Some within the ruling elite in Russia are pressing President Vladimir Putin to remain president for as long as possible, three people close to the Kremlin said, asking not to identified discussing internal matters. Options being explored include pressing neighboring Belarus into uniting with Russia to create a new state so that Putin can sidestep constitutional term limits. There’s no agreed scenario for a transition, the people said, according to Bloomberg.
Even so, “Putin can’t stay on forever - he’s mortal,” said Olga Kryshtanovskaya, a sociologist who studies Russia’s ruling elite at the State University of Administration in Moscow “If he doesn’t prepare the ground for succession it will end badly. Everyone will be at each other’s throats.”
Putin already once engineered a handover of the presidency to his protege Dmitry Medvedev to comply with the constitutional ban on more than two consecutive terms. Medvedev was president from 2008-2012 and Putin took over his role as prime minister, continuing to run the country until he returned to the Kremlin after four years.
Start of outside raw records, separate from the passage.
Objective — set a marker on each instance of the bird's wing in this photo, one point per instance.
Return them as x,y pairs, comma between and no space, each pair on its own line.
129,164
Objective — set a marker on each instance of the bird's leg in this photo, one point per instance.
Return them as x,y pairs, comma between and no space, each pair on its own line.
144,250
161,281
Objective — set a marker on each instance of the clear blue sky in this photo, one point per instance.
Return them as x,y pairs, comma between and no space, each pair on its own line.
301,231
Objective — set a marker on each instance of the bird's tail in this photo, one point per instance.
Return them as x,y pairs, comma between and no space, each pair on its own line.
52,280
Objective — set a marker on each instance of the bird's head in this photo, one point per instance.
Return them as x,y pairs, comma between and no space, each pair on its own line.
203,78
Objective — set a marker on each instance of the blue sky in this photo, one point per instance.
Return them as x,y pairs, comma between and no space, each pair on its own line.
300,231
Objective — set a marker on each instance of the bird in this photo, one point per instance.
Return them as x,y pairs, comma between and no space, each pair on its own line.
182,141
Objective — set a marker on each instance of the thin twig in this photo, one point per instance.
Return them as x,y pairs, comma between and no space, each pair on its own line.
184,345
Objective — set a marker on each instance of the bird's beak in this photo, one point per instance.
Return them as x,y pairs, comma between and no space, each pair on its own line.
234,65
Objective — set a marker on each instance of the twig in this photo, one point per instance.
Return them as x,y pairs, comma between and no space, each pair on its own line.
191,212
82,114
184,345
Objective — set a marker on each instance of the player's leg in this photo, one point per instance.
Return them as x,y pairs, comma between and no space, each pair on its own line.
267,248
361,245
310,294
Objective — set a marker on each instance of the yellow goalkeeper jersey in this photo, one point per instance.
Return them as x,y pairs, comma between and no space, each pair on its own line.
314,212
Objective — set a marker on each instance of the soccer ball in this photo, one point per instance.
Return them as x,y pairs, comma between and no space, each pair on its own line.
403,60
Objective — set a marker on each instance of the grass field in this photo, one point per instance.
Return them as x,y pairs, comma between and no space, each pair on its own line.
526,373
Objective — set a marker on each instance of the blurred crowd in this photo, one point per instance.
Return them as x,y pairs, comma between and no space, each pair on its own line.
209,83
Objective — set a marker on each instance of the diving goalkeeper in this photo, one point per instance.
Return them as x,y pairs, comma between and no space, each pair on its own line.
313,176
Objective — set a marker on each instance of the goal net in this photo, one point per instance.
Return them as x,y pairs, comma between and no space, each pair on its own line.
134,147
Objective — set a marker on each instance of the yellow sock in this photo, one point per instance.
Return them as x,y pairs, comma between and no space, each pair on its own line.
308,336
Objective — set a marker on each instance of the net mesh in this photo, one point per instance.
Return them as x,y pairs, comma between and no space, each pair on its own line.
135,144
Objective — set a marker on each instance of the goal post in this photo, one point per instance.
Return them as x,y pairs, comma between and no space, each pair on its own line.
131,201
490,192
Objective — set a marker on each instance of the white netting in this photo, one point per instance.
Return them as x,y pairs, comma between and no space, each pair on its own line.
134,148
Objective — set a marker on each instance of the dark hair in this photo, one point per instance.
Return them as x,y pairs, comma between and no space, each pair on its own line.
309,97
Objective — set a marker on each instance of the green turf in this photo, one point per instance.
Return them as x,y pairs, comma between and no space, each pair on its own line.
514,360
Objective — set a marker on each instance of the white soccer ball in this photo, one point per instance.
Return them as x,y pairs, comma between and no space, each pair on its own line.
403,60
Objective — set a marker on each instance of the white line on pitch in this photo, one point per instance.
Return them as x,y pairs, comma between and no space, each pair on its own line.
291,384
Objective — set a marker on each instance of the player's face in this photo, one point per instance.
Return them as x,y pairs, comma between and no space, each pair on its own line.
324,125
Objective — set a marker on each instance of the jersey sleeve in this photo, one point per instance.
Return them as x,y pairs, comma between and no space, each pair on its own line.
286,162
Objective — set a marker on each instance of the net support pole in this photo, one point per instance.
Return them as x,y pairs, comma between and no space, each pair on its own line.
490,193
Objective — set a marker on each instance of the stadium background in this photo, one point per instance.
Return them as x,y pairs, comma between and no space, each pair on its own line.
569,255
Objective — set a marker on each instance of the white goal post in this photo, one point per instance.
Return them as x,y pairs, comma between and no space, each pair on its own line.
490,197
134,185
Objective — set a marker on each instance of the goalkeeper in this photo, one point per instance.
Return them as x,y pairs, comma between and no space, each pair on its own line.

This time, Putin could transfer key presidential powers to the security council or an advisory body called the State Council, both of which he heads now, then use them to exercise influence once he leaves the Kremlin, according to political analysts in Moscow.
Still, there are doubts whether Russia’s feuding elites would continue to respect Putin’s authority if he handed the presidency to someone else, said Sergei Markov, a political consultant to the Kremlin.
Resistance in Belarus to being absorbed by Russia also makes it hard for the Kremlin to pursue the option of Putin leading a new state, said Kryshtanovskaya.